Такие примерно переживания терзали меня, когда он закрыл наконец позорную папку, положил на нее бледные руки с длинными худыми пальцами и снова на меня посмотрел.

— Я вижу, Феликс Александрович, — произнес он, — что вас вовсе не интересует объективная ценность вашего творчества.

Не знаю, содержался ли в его словах или тоне упрек, но я из плебейского чувства противоречия сейчас же ощетинился.

— Это почему же вы так полагаете?

— Ну а как же? — он постучал ногтем по папке. — Из этого материала, который вы мне принесли, только и следует, что у вас скверный почерк и что в Японии много работали над топливными элементами.
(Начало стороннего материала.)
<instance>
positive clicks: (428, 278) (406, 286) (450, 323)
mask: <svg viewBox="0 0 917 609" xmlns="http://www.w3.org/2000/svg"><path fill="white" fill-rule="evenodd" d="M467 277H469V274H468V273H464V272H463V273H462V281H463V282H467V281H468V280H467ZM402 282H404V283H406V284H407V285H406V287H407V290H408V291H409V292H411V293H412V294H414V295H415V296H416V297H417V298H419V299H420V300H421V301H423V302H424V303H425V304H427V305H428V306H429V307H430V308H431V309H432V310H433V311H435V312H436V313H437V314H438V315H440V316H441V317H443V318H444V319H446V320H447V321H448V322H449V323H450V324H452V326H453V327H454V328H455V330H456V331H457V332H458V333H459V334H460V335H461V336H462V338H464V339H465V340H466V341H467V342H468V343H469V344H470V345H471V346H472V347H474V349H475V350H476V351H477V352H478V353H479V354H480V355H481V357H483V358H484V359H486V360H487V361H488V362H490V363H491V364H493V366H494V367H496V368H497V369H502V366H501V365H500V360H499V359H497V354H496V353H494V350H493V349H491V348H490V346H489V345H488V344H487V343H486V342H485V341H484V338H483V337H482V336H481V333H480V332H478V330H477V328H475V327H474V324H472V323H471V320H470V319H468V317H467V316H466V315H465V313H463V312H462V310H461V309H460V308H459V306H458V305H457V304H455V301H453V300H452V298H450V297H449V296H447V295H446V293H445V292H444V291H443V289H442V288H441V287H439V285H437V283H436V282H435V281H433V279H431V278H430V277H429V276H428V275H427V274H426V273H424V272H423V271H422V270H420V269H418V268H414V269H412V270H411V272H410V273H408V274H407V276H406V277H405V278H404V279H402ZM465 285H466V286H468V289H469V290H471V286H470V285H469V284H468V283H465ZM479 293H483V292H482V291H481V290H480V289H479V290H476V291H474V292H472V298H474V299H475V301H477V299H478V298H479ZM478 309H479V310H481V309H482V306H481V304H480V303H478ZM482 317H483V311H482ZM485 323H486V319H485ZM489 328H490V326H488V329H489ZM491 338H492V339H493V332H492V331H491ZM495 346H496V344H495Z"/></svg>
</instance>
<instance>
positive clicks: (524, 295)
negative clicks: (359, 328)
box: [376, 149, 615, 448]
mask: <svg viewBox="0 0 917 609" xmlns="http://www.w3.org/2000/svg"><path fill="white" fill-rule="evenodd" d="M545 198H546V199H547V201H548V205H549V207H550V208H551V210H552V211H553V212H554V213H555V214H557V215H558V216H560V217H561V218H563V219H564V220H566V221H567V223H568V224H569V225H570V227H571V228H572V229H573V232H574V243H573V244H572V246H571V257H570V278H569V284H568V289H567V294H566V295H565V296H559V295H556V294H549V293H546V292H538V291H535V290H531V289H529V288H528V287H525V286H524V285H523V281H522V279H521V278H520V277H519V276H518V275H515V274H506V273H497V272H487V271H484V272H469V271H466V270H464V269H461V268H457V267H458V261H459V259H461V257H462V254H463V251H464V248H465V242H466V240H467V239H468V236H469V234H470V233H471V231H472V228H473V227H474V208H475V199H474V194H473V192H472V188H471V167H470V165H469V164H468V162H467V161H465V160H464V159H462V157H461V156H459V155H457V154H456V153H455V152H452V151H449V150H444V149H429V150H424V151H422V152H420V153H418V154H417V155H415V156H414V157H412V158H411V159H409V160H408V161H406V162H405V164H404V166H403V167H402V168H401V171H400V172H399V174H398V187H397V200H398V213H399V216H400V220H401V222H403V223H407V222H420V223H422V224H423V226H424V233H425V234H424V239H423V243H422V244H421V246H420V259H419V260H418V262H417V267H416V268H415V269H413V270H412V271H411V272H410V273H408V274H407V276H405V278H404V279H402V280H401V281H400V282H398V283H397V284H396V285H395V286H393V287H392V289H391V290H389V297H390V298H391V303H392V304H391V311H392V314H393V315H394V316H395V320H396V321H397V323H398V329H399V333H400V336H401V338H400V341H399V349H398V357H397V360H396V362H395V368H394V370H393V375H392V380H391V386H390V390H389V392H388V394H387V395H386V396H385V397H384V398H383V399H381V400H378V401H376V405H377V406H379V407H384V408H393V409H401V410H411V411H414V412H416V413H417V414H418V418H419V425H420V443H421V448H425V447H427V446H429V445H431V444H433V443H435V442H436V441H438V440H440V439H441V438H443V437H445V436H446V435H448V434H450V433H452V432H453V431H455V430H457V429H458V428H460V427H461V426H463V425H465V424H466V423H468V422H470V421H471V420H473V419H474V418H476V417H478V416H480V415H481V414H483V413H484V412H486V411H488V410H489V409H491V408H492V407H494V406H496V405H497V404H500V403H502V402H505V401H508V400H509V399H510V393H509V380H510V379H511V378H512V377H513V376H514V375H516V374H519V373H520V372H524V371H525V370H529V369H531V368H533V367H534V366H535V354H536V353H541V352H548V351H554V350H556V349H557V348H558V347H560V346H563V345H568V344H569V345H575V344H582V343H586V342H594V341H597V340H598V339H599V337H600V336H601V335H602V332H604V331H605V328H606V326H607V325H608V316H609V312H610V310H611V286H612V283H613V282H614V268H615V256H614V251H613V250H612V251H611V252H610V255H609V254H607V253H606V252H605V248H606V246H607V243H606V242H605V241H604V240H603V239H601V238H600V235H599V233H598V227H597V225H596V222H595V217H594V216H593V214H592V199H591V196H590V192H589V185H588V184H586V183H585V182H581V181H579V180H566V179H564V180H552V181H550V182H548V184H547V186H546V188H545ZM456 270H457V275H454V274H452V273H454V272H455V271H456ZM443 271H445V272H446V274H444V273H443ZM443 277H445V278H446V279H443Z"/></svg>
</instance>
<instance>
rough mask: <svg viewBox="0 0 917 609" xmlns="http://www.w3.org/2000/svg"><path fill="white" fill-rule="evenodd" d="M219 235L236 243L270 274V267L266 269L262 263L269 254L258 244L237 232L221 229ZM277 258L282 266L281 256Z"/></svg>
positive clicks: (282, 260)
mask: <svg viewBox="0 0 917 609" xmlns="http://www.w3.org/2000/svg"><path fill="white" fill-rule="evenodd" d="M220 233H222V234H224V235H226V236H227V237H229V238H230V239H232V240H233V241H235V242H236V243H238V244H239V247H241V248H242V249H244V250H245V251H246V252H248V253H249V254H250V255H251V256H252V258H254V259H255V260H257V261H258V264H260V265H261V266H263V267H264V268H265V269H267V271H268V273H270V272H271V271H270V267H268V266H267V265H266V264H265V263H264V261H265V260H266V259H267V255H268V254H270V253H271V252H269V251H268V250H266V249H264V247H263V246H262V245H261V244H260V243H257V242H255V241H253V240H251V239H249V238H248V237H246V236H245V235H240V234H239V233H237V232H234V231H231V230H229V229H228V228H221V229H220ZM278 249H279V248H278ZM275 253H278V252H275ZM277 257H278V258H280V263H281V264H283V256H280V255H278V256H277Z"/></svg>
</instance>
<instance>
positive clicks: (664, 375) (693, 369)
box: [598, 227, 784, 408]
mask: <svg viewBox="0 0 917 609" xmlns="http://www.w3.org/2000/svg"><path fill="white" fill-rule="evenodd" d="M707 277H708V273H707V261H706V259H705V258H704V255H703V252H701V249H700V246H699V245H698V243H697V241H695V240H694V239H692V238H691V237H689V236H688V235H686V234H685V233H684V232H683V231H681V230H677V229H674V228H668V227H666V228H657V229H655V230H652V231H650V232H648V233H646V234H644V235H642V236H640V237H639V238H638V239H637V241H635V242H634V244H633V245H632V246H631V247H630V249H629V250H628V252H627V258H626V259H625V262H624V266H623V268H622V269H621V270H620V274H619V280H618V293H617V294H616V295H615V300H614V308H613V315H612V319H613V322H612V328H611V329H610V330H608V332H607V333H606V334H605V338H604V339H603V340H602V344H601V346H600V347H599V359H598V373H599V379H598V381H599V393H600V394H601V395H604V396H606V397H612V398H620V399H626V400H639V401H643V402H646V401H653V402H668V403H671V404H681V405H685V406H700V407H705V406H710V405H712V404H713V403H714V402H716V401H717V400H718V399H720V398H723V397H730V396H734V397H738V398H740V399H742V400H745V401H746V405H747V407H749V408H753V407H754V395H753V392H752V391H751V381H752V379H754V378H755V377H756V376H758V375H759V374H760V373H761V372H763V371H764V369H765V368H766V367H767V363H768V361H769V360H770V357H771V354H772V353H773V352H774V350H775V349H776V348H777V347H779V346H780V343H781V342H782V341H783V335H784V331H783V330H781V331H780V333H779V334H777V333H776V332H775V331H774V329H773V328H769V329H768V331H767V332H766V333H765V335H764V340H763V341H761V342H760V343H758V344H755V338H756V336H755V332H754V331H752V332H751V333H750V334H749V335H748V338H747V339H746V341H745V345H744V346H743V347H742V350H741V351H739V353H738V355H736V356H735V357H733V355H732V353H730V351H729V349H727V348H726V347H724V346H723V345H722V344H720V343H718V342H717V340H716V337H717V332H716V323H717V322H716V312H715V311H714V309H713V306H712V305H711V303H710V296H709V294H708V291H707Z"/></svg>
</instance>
Вздорный демон склоки заворочался во мне, выталкивая наружу злобно-трусливые оправдания: «Знать ничего не хочу, сказано было-любую рукопись, вот вам из любых, пожалуйста, сами не знают, что им надо, а потом сами недовольны…». Но ничего подобного говорить я не стал, а сказал, поникнув:

— Так уж вышло…

И добавил, неожиданно для себя:

— Не сердитесь, пожалуйста.

— Ну что вы, — произнес он и вдруг улыбнулся странной печально-ласковой улыбкой. — Как же мне на вас сердится, Феликс Александрович? В сущности, ведь это нужнее вам, чем нам.